Putting together the different pieces of the puzzle, we can easily understand exactly what that exotic but simple predicate part reproduced here is doing:
Predicate Information (identified by operation id):
---------------------------------------------------
2 - filter(DECODE(TO_CHAR(SYS_OP_VECBIT("SYS_NC00006$",0)),NULL,NVL("
C_DDL_2",84),'0',NVL("C_DDL_2",84),'1',"C_DDL_2")=84)
Oracle is simply checking through its system-generated column and determining via the SYS_OP_VECBIT
function the default value of the C_DDL_2
column or the real value introduced by an end user via an explicit insert statement.
Let’s mimic what Oracle is doing with the SYS_NC00006$
column values, which are 01
and NULL
:
12c> SELECT
a.c_ddl_2
,TO_CHAR(sys_op_vecbit(a.sys_nc00006$,0)) cbo_ddl
FROM t1 a
WHERE a.c_ddl_2 IN (130,150) -- supplied values
UNION ALL
SELECT
a.c_ddl_2
,TO_CHAR(sys_op_vecbit(a.sys_nc00006$,0)) cbo_ddl
FROM t1 a
WHERE a.c_ddl_2 IS NULL -- supplied value
UNION ALL
SELECT
a.c_ddl_2
,TO_CHAR(sys_op_vecbit(a.sys_nc00006$,0)) cbo_ddl
FROM t1 a
WHERE c_ddl_2 =84 -- default value
AND rownum <=1
order by c_ddl_2 nulls last;
C_DDL_2 CBO_DDL
---------- ---------
84 {null}
130 1
150 1
{null} 1
The C_DDL_2
column has four distinct values: the default (84
) and three explicitly inserted values 130
, 150
, and NULL
. When you use a predicate against the C_DDL_2
column to retrieve a row from a table block, Oracle will transform the C_DDL_2
into a new column value (CBO_DDL
in this case) based on the hidden SYS_NC00006$
column to compare it against your input bind (or literal) variable. Consequently, it can mimic correctly all the values of the C_DDL_2
column including those having a default value (84
) and that have not been physically updated to reflect this default value.
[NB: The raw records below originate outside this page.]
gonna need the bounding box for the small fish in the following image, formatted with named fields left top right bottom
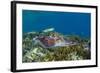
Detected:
left=43, top=28, right=55, bottom=32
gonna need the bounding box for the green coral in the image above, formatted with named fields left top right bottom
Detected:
left=22, top=31, right=90, bottom=63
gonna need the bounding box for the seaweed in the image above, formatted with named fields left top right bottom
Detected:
left=22, top=29, right=90, bottom=63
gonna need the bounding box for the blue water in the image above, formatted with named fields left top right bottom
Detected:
left=22, top=10, right=91, bottom=37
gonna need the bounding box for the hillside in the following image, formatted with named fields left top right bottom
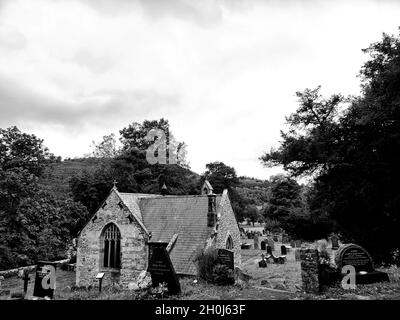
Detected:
left=235, top=176, right=270, bottom=208
left=39, top=158, right=112, bottom=198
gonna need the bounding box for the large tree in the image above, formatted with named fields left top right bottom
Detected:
left=119, top=118, right=189, bottom=168
left=260, top=30, right=400, bottom=263
left=0, top=127, right=88, bottom=269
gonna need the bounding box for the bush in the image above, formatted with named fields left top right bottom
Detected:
left=195, top=248, right=234, bottom=285
left=212, top=264, right=234, bottom=285
left=195, top=247, right=218, bottom=282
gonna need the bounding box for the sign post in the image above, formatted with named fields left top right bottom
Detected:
left=96, top=273, right=105, bottom=292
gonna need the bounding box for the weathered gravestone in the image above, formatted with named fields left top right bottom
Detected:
left=253, top=234, right=259, bottom=250
left=258, top=254, right=267, bottom=268
left=335, top=243, right=389, bottom=284
left=267, top=238, right=275, bottom=251
left=300, top=248, right=319, bottom=293
left=33, top=261, right=57, bottom=299
left=294, top=249, right=301, bottom=261
left=148, top=242, right=181, bottom=295
left=216, top=249, right=234, bottom=271
left=260, top=240, right=267, bottom=251
left=216, top=249, right=235, bottom=284
left=331, top=234, right=339, bottom=250
left=241, top=243, right=251, bottom=250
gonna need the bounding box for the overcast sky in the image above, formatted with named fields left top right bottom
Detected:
left=1, top=0, right=399, bottom=179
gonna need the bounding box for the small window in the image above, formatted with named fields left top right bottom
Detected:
left=101, top=223, right=121, bottom=269
left=226, top=235, right=234, bottom=250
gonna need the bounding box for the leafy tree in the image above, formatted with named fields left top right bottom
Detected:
left=119, top=118, right=189, bottom=168
left=202, top=161, right=251, bottom=222
left=203, top=162, right=239, bottom=193
left=0, top=126, right=88, bottom=269
left=0, top=126, right=56, bottom=176
left=260, top=30, right=400, bottom=263
left=88, top=133, right=120, bottom=158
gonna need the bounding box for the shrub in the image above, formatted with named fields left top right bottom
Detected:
left=195, top=248, right=234, bottom=285
left=195, top=247, right=218, bottom=282
left=212, top=264, right=234, bottom=285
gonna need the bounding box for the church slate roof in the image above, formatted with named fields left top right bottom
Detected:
left=137, top=195, right=222, bottom=275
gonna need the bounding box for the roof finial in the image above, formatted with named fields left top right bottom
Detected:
left=113, top=180, right=118, bottom=190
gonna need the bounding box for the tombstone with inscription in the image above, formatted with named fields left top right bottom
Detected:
left=33, top=261, right=57, bottom=299
left=216, top=249, right=235, bottom=284
left=335, top=243, right=389, bottom=284
left=148, top=242, right=181, bottom=295
left=216, top=249, right=234, bottom=271
left=331, top=234, right=339, bottom=250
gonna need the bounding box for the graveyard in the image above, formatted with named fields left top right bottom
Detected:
left=1, top=231, right=399, bottom=300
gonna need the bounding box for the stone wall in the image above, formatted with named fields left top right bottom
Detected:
left=0, top=259, right=69, bottom=279
left=214, top=190, right=242, bottom=267
left=300, top=248, right=319, bottom=293
left=76, top=189, right=148, bottom=287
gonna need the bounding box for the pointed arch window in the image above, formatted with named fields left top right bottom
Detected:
left=226, top=235, right=234, bottom=250
left=102, top=223, right=121, bottom=269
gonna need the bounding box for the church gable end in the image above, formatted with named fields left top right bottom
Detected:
left=76, top=188, right=148, bottom=287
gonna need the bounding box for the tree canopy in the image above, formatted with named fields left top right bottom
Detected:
left=260, top=30, right=400, bottom=263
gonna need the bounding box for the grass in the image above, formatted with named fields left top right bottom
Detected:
left=1, top=241, right=399, bottom=300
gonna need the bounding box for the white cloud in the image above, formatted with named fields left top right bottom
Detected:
left=0, top=0, right=399, bottom=179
Oracle Database 11g introduced a wonderful feature that eliminates worry about the continuity of our application when adding, online, a non-null column with default value to a real-life big production table. This feature, called DDL optimization, allows alter table
operations to be done not only instantaneously but also without any need to lock the table. We are aware of no restrictions on such an added column that might discourage its use. Oracle Database 12c extended this new alter table
feature to include null columns with a default value. The icing on the cake is that there seems to be no noticeable performance side effects when using the altered column in a predicate where
clause. The Oracle Database 12c exotic but inoffensive predicate part ensuring correct values of altered columns seems also to be without side effects. This technique would have been dramatically performant if it had been extended to indexes. However, knowing the complexity of index structures compared to table structures, Oracle is not ready to extend this technique to create an index with columns pointing only to their metadata defined in the table data dictionary.